I have a relational database and I converted tables to csv files. I imported 2 of them, and create the nodes by specifying the columns to be picked as in following code:
import csv
from py2neo import neo4j, authenticate, Graph, Node, cypher, rel, Relationship
authenticate("localhost:7474", "neo4j", "my_password")
graph_db = Graph()
graph_db.delete_all()
"""import all rows and columns of csv files"""
with open('File1.csv', "rb") as abc_file, open('File2.csv', "rb") as efg_file:
data1 = csv.reader(abc_file, delimiter=';')
data2 = csv.reader(efg_file, delimiter=';')
data1.next()
data2.next()
"""Create the nodes for the all the rows of "Contact Email" column of abc_file"""
rownum = 0
for row in abc_file:
nodes1 = Node("Contact_Email", email=row[0])
contact_graph = graph_db.create(nodes1)
"""Create the nodes for the all the rows of "Building_Name" and "Person_Created"
columns of efg_file"""
rownum = 0
for row in efg_file:
nodes2 = Node("Building_Name", name=row[0])
nodes3 = Node("Person_Created", name=row[1])
building_graph = graph_db.create(nodes2, nodes3)

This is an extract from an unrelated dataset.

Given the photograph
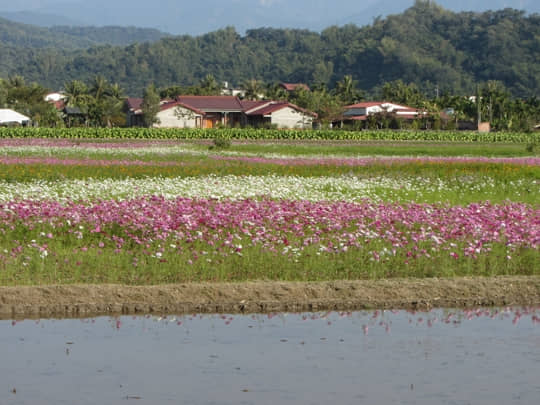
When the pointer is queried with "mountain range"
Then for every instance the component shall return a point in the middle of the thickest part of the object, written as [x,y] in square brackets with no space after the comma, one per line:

Let's say there are 60 emails under "Contact_Email" column of "File1.csv" which is the Primary_Key. It is used as Foreign_Key in "File2.csv" under "Person_Created" column. There 14 buildings specified under "Building Name" with corresponding emails in "Person_Created" columns. My Question is:
1) How can I match the 14 emails in File2.csv "Person_Created" column with the emails in File1.csv "Contact Email" column to avoid duplicates
2) and How can I create a relationship between the "Building Names" (in File2.csv) and "Person_Created" (in File1.csv) without any duplication.. sth like "Building1234 is DESIGNED_BY abc@xyz.com"
How can I do it in py2neo with/without cypher?